Горюхии лежал, дожидался большого зверя и думал о сынишке, о пацане. Всегда он думал о нем на медвежьих охотах. Как сядут они на шкуру, пацан его спросит: «Папка, а в которое место стрелил?» Он отыщет в мохнатом ворсе круглую дырку и скажет: «В сердце». Он чуял кудрявые мягкие волосы сына, а кто мать сынишки, не знал. Только мечтал о сухом, теплом вечере, чтобы сидеть на шкуре вдвоем с пацаном и чуять в своей ладони его мягкие волосы...
О Тоне Большой он мечтал на рыбалке, в спокойное время, а на медвежьей охоте только о пацане. Чтобы сынишка его дожидался, а после бы мог похвастать везде, какой у него медвежатник папка.
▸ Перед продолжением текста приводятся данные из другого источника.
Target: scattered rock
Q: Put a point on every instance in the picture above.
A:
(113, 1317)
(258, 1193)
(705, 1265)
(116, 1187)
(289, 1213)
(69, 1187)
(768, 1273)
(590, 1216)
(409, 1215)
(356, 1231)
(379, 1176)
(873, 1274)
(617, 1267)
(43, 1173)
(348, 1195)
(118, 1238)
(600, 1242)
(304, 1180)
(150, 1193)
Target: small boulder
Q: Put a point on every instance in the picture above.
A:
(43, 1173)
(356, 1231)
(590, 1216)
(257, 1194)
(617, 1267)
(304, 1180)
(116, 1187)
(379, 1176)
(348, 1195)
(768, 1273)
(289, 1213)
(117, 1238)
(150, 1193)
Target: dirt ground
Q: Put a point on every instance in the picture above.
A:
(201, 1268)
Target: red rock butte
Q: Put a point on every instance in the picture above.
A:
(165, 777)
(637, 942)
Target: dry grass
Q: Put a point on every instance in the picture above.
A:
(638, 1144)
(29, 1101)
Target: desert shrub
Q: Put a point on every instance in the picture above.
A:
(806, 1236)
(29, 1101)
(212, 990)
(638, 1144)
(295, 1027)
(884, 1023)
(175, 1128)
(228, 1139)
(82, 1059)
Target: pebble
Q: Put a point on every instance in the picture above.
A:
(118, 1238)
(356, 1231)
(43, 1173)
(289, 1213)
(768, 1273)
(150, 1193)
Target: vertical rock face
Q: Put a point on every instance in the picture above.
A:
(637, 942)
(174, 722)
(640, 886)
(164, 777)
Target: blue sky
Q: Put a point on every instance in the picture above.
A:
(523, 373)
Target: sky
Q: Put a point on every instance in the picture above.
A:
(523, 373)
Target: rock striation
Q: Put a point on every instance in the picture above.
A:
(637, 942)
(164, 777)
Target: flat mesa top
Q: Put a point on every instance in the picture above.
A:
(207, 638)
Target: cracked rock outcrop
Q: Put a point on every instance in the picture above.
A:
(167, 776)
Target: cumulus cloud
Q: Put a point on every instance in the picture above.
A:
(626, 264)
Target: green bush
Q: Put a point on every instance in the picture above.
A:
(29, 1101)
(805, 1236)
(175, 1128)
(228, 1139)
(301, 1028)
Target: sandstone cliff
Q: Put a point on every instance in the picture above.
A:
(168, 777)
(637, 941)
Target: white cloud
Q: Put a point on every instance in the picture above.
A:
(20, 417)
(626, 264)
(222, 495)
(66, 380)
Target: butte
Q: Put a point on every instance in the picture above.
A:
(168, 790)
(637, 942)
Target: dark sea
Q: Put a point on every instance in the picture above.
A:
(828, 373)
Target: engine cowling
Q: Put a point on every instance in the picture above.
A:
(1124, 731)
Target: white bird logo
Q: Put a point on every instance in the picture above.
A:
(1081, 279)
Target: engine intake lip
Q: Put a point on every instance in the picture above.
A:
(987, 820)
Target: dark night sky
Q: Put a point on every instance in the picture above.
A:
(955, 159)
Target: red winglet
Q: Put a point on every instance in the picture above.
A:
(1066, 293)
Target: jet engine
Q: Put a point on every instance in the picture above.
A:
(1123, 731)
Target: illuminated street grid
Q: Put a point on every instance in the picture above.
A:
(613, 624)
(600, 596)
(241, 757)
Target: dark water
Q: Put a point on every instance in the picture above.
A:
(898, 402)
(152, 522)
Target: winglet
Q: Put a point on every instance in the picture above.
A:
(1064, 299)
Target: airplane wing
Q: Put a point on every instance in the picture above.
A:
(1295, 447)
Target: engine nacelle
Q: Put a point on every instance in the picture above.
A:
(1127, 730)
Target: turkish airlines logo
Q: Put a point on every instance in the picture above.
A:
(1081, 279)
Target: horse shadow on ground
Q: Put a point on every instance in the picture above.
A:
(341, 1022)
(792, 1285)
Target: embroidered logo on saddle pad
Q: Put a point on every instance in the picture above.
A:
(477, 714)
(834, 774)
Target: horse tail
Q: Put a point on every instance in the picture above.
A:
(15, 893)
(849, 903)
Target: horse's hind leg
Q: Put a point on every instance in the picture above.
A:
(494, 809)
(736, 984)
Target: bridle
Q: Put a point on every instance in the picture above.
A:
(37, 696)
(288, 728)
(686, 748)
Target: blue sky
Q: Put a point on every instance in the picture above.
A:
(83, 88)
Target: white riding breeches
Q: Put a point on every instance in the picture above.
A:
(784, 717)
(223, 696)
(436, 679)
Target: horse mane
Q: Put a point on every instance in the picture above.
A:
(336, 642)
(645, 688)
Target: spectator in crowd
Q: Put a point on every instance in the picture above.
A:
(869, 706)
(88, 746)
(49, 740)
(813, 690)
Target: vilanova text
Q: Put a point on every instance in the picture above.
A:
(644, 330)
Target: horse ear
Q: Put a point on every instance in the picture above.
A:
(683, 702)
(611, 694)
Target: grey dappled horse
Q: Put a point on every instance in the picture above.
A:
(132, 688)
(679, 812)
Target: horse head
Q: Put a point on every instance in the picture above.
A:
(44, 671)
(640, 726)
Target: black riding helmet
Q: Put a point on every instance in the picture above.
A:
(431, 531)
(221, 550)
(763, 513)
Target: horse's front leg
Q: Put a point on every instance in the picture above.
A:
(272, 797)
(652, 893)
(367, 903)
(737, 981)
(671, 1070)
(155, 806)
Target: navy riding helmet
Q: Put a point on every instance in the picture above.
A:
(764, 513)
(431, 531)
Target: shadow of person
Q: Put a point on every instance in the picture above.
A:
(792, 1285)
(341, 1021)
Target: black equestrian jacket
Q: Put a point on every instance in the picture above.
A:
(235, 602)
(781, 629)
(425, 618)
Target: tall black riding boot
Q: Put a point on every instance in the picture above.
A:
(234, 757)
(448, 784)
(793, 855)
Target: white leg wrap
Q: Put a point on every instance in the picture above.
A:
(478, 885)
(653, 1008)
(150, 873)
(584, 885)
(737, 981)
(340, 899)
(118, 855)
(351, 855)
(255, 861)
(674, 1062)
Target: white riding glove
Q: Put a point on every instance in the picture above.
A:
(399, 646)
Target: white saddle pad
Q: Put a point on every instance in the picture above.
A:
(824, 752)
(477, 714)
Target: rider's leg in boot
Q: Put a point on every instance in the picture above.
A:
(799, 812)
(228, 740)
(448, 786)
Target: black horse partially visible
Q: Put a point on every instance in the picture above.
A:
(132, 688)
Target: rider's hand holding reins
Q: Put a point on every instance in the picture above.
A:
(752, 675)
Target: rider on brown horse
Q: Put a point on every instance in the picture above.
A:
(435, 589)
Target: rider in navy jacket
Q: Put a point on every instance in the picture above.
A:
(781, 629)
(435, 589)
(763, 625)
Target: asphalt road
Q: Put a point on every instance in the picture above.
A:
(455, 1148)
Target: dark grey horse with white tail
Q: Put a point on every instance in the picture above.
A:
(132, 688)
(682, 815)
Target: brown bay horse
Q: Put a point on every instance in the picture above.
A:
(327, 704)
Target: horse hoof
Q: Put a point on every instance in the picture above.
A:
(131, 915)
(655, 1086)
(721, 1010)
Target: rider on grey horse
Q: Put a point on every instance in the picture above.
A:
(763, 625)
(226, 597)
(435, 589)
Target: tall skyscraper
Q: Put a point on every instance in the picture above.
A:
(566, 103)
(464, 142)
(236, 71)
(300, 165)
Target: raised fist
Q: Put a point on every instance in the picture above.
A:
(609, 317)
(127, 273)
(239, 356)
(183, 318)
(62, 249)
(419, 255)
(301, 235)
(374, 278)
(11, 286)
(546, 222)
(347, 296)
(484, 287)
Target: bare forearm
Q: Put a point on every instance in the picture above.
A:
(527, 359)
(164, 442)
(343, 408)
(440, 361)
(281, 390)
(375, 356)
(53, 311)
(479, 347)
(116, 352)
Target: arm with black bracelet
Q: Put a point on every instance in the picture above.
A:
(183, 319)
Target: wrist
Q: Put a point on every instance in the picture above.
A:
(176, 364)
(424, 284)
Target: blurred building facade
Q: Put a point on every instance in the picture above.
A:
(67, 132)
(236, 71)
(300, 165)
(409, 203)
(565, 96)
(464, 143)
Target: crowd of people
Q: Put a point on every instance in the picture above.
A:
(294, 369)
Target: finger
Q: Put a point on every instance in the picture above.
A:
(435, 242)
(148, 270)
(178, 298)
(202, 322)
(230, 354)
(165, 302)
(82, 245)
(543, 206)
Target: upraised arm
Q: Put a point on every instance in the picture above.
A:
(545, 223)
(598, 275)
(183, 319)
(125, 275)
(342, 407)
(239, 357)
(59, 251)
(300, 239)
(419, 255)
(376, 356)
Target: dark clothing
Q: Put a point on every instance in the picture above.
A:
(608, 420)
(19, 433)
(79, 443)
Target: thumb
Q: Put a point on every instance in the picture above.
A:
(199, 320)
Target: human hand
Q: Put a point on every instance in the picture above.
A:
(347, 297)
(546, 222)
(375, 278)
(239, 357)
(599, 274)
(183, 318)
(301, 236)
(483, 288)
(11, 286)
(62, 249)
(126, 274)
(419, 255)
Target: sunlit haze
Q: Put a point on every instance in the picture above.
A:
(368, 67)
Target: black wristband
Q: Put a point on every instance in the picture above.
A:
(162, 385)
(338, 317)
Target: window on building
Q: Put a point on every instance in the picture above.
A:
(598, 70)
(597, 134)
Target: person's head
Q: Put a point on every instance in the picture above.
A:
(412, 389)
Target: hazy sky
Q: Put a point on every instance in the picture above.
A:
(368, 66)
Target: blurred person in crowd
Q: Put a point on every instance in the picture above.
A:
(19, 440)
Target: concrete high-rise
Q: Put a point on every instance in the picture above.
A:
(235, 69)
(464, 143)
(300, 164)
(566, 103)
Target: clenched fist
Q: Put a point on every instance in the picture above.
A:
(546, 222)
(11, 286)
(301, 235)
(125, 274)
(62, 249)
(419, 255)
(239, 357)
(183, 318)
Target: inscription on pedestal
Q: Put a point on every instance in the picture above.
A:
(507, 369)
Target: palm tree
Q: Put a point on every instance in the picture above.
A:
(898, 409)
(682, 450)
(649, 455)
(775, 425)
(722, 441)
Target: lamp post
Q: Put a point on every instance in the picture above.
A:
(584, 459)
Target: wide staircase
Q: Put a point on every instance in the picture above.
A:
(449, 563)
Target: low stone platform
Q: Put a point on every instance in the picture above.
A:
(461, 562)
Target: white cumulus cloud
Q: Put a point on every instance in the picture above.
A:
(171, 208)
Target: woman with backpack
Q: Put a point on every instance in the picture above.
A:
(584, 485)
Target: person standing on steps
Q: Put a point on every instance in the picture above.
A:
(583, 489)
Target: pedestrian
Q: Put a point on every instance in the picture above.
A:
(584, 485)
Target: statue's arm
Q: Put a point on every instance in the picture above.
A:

...Медведь подошел за полночь. Свой приход он не скрывал — хрупал и хрястал. Потом затихал, обнюхивал место. Горюхин сжимался, горло его становилось твердым, узким для судорожных глотков. Он говорил про себя одно слово: «Сынишка, сынуля, сыночек...»
...Горюхин стоял теперь на колонках. Затылок немел, будто в темя вогнали иглу с морозильным лекарством. Очень хотелось нажать на курки.
Медведь не дошел до мяса, поворотил к Горюхину морду и рявкнул. Горюхин остался, как был, на коленях, только посунул вперед стволы. Медведь рявкнул в другую сторону и шастнул к духмяной приваде.
Он схватил требуху, зачавкал, и Горюхин увидел не зверя еще, а движение черного сгустка в ночи. Охотник встал на ноги, и медведь повернулся к нему всей массой зверячьего тела, вскинулся на дыбки... От выстрела он опал, но не умер — рычал, уходя.
Горюхин забрался на елку, просидел до рассвета. Спустился, пошел по крови, раздвигал кусты, подлесок, медленно шел, прощупывал дорожку от дерева к дереву. Дорожка могла для него стать последней.
Он шел так полдня — на запах медвежьей крови. Зверь уносил последки своей жизни в глушь, в бурелом. Охотник отыскал его под выворотнем на согре и выстрелил круглой пулей.